Doch Kucharski reicht das nicht. Zwar ist er nun erbberechtigt, hat aber wegen der Gerichtskosten Schulden machen müssen. Daran ist in seinen Augen Gottfried M. schuld, weil der seine Vaterschaft geleugnet hat. Also verklagt er ihn und das für M. zuständige Erzbistum Paderborn auf Schadensersatz in Höhe von knapp 22.000 Euro.

Im Mai 2020 entscheidet das Landgericht Paderborn gegen Kucharski: Das Bistum trägt keine Verantwortung, weil eine Vaterschaft die persönliche Angelegenheit des Priesters ist. Auch dem Priester ist laut Gericht nichts anzulasten. Kucharski habe den Beweis nicht erbracht, dass M. schon vor dem Test von seiner Vaterschaft gewusst habe.

Diesen Beweis möchte Kucharski bald vor dem Oberlandesgericht Hamm erbringen. Er hat Berufung eingelegt. Hat Gottfried M. wider besseres Wissen die einstweilige Verfügung erwirkt? Kucharskis Anwalt will im Prozess den Priester befragen. Briefe an Gottfried M., in denen Kucharskis Mutter schreibt, dass er der Vater sei, gibt es nicht. Für Kucharski ist die Sache trotzdem klar: Der Priester wusste Bescheid. Warum sonst hätte er sich so lange gewehrt gegen eine Klärung?

Die Dokumente, die Kucharski vorlegt, erwecken tatsächlich den Eindruck, dass M. vieles unternahm, um der Feststellung seiner Vaterschaft zu entgehen. Etwa als der Test angeordnet wurde, lebte der Priester in einem Seniorenheim für katholische Missionare in Frankreich. Für eine Speichelprobe sollte er in die deutsche Grenzstadt Kehl reisen. Doch in einem Brief an das deutsche Konsulat in Straßburg schreibt er, wie schwer es für ihn sei, den Termin einzuhalten.

Kucharski vermutet, M. sei nur nach Frankreich gezogen, weil der Vaterschaftstest drohte – da Frankreich nicht dazu verpflichtet war, die Anordnung eines deutschen Gerichts durchzusetzen. Um die Adresse herauszufinden, musste Kucharski zum Detektiv werden.
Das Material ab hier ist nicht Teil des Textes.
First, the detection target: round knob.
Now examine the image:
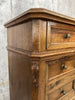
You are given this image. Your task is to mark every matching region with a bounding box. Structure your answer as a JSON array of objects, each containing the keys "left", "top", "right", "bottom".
[
  {"left": 60, "top": 90, "right": 66, "bottom": 95},
  {"left": 62, "top": 64, "right": 67, "bottom": 69},
  {"left": 64, "top": 33, "right": 71, "bottom": 39},
  {"left": 67, "top": 34, "right": 71, "bottom": 38},
  {"left": 64, "top": 34, "right": 67, "bottom": 38}
]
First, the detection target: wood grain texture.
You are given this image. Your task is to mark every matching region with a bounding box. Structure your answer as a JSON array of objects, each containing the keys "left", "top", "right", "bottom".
[
  {"left": 48, "top": 58, "right": 75, "bottom": 78},
  {"left": 47, "top": 21, "right": 75, "bottom": 50},
  {"left": 5, "top": 8, "right": 75, "bottom": 100},
  {"left": 8, "top": 52, "right": 32, "bottom": 100},
  {"left": 48, "top": 82, "right": 72, "bottom": 100},
  {"left": 5, "top": 8, "right": 75, "bottom": 27}
]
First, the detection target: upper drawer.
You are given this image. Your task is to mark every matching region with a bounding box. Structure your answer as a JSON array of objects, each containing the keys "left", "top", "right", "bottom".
[{"left": 47, "top": 22, "right": 75, "bottom": 50}]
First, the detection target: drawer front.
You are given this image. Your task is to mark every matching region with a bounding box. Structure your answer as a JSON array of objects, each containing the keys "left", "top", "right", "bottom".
[
  {"left": 47, "top": 22, "right": 75, "bottom": 50},
  {"left": 48, "top": 57, "right": 75, "bottom": 78},
  {"left": 58, "top": 90, "right": 75, "bottom": 100},
  {"left": 48, "top": 82, "right": 72, "bottom": 100},
  {"left": 46, "top": 69, "right": 75, "bottom": 94}
]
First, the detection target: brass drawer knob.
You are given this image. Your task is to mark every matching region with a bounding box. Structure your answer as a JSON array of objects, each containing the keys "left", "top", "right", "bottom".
[
  {"left": 62, "top": 64, "right": 67, "bottom": 69},
  {"left": 64, "top": 33, "right": 71, "bottom": 39},
  {"left": 60, "top": 90, "right": 66, "bottom": 95},
  {"left": 67, "top": 34, "right": 71, "bottom": 38}
]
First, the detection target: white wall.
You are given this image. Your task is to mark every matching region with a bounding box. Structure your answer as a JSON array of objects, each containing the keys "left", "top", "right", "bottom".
[{"left": 0, "top": 0, "right": 75, "bottom": 100}]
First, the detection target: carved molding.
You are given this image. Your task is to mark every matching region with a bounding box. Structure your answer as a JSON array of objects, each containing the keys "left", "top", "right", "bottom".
[{"left": 31, "top": 63, "right": 39, "bottom": 88}]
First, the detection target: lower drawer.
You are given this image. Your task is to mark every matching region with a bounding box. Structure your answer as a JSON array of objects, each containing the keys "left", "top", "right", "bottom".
[
  {"left": 58, "top": 89, "right": 75, "bottom": 100},
  {"left": 47, "top": 82, "right": 73, "bottom": 100}
]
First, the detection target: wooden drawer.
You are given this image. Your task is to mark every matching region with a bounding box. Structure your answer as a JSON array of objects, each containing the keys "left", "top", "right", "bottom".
[
  {"left": 46, "top": 69, "right": 75, "bottom": 94},
  {"left": 47, "top": 22, "right": 75, "bottom": 50},
  {"left": 48, "top": 57, "right": 75, "bottom": 78},
  {"left": 47, "top": 82, "right": 73, "bottom": 100}
]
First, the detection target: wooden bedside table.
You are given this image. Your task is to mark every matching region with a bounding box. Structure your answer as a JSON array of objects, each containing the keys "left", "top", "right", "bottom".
[{"left": 5, "top": 8, "right": 75, "bottom": 100}]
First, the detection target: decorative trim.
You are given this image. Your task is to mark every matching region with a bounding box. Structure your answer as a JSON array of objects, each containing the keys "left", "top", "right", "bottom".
[
  {"left": 5, "top": 8, "right": 75, "bottom": 28},
  {"left": 31, "top": 63, "right": 39, "bottom": 88}
]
Die alte Gemeinde des Priesters informierte ihn, dass sie die Anweisung des Priesters habe, die neue Adresse nicht weiterzugeben.
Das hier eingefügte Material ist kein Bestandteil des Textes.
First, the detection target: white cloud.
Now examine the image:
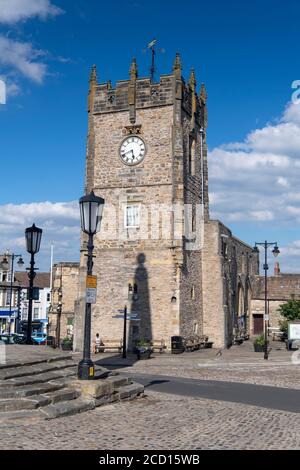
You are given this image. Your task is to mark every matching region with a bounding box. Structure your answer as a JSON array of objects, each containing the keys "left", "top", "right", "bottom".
[
  {"left": 0, "top": 0, "right": 63, "bottom": 24},
  {"left": 208, "top": 104, "right": 300, "bottom": 224},
  {"left": 0, "top": 201, "right": 80, "bottom": 270},
  {"left": 0, "top": 36, "right": 47, "bottom": 83}
]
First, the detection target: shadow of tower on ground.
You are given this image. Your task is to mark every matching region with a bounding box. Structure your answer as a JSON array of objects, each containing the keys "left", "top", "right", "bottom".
[{"left": 128, "top": 253, "right": 153, "bottom": 350}]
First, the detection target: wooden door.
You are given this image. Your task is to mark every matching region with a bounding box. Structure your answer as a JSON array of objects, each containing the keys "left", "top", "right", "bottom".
[{"left": 253, "top": 315, "right": 264, "bottom": 335}]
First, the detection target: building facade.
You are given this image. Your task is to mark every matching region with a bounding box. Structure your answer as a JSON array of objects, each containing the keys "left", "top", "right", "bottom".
[
  {"left": 48, "top": 262, "right": 79, "bottom": 345},
  {"left": 75, "top": 54, "right": 258, "bottom": 350},
  {"left": 0, "top": 254, "right": 50, "bottom": 334},
  {"left": 0, "top": 254, "right": 21, "bottom": 334},
  {"left": 250, "top": 262, "right": 300, "bottom": 335},
  {"left": 15, "top": 272, "right": 51, "bottom": 334}
]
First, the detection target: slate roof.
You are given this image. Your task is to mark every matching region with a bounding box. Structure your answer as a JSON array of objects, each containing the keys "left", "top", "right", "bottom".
[{"left": 252, "top": 274, "right": 300, "bottom": 300}]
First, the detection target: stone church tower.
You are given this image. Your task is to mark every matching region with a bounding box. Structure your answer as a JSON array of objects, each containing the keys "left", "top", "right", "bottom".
[
  {"left": 76, "top": 54, "right": 208, "bottom": 350},
  {"left": 74, "top": 54, "right": 258, "bottom": 350}
]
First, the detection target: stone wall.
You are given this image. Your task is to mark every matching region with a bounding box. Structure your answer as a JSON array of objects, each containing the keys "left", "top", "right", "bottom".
[
  {"left": 75, "top": 57, "right": 208, "bottom": 349},
  {"left": 48, "top": 262, "right": 79, "bottom": 343},
  {"left": 202, "top": 220, "right": 258, "bottom": 348}
]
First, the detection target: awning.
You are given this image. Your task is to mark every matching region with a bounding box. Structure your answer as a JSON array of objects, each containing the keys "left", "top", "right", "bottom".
[{"left": 0, "top": 310, "right": 18, "bottom": 318}]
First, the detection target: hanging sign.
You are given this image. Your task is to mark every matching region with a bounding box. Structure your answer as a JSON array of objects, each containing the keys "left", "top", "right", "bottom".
[{"left": 86, "top": 275, "right": 97, "bottom": 304}]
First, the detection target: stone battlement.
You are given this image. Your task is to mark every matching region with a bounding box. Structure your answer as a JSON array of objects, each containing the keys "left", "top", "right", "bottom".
[{"left": 92, "top": 74, "right": 203, "bottom": 123}]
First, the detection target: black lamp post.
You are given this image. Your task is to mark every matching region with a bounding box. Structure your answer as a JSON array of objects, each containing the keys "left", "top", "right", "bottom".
[
  {"left": 25, "top": 224, "right": 43, "bottom": 344},
  {"left": 253, "top": 241, "right": 280, "bottom": 360},
  {"left": 78, "top": 191, "right": 105, "bottom": 380},
  {"left": 2, "top": 251, "right": 24, "bottom": 335}
]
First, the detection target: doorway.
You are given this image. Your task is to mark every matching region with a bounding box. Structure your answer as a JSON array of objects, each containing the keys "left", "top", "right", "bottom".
[{"left": 253, "top": 314, "right": 264, "bottom": 335}]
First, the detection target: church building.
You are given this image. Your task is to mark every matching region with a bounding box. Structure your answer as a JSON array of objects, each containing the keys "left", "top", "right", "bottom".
[{"left": 74, "top": 54, "right": 258, "bottom": 350}]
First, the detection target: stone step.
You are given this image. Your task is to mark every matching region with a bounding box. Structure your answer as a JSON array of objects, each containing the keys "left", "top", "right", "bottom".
[
  {"left": 0, "top": 382, "right": 64, "bottom": 399},
  {"left": 0, "top": 354, "right": 72, "bottom": 371},
  {"left": 0, "top": 359, "right": 77, "bottom": 380},
  {"left": 106, "top": 375, "right": 131, "bottom": 390},
  {"left": 0, "top": 367, "right": 77, "bottom": 390},
  {"left": 0, "top": 389, "right": 79, "bottom": 416},
  {"left": 40, "top": 398, "right": 95, "bottom": 419},
  {"left": 44, "top": 388, "right": 80, "bottom": 404},
  {"left": 119, "top": 382, "right": 144, "bottom": 400},
  {"left": 0, "top": 410, "right": 42, "bottom": 425}
]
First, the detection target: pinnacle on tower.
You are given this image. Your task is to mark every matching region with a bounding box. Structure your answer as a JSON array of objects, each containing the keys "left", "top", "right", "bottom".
[
  {"left": 129, "top": 57, "right": 138, "bottom": 80},
  {"left": 189, "top": 69, "right": 197, "bottom": 92},
  {"left": 173, "top": 52, "right": 181, "bottom": 73},
  {"left": 200, "top": 83, "right": 207, "bottom": 104},
  {"left": 90, "top": 65, "right": 97, "bottom": 83}
]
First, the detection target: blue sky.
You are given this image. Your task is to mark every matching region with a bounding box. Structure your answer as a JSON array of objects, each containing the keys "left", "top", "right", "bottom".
[{"left": 0, "top": 0, "right": 300, "bottom": 271}]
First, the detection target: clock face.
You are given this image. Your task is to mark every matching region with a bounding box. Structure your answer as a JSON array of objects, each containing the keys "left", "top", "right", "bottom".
[{"left": 120, "top": 135, "right": 146, "bottom": 165}]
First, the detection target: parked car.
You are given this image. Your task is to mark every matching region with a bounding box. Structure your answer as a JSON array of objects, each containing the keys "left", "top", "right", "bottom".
[{"left": 0, "top": 334, "right": 14, "bottom": 344}]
Mittlerweile lebt Gottfried M. in einem Seniorenheim im Kreis Wesel. Sein Anwalt beantwortet die Fragen unserer Redaktion. Dieser wiederholt, dass Gottfried M. erst durch den Vaterschaftstest erfahren habe, „dass er mit an Sicherheit grenzender Wahrscheinlichkeit der leibliche Vater von Herrn Kucharski ist“.

Der Kampf, den Tomasz Kucharski führt, ist noch nicht beendet. Aber mittlerweile geht es nicht mehr nur um persönliche Gerechtigkeit. Kucharski will ein Signal an Kirche und Priester senden, dass sie nicht durchkommen, wenn sie ihre Verantwortung für Priesterkinder leugnen. Eine Annäherung an Gottfried M. strebt er nicht mehr an.